Bill Kristol is a bright guy and edits an often sprightly magazine, but lives in a political fantasyland and loves to share his fantasies with the rest of us. He’s been in something of a funk since the Iraqi adventure he urged on the Bush Administration went bad and positively beside himself since Mr. Trump moved into the Oval Office. Of Mr. Trump’s many shortcomings is his failure to appreciate the need to risk everything to remake the world in the American image. Mr. Kristol and his neo-conservative sidekicks like New York Times columnist David Brooks spent years promoting their view of “American Greatness” which differs greatly from Mr. Trump’s desire to “Make America Great Again.” Mr. Kristol argues that the greatness of a nation depends on its leadership on the world stage rather than on conditions at home. When the Cold War ended, he vociferously argued for a new “crusade” in which the nation could engage, he got one … in Afghanistan and Iraq and we all know how that’s gone.

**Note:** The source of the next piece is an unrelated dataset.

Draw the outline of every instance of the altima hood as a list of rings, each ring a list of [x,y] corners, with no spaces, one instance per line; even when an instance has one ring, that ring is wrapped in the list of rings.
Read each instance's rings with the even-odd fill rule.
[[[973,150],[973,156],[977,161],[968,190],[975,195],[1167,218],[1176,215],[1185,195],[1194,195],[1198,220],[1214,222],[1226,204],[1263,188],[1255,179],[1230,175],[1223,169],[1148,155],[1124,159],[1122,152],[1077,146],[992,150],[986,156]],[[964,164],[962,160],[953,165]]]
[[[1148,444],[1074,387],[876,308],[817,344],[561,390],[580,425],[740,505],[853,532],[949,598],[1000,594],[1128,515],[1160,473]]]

Mr. Trump is all about what goes on here at home. He cares more about how Americans earn their livings and raise their families than in turning foreign nations into little Americas. And when he talks about rebuilding infrastructure he’s more likely to be talking about bridges in the Midwest than in Iraq and Afghanistan. That focus on improving the lives of those Mr. Kristol and his friends see more as recruits for the next great foreign adventure than as people may be why Mr. Trump rather than one of their own is sitting in the White House today.

Oprah Winfrey is a bright and successful lady. She may or may not be interested in pushing all her chips to the center of the table on a bet that she can be elected president, but she didn’t get to where she is by being what Mr. Kristol projects her to be.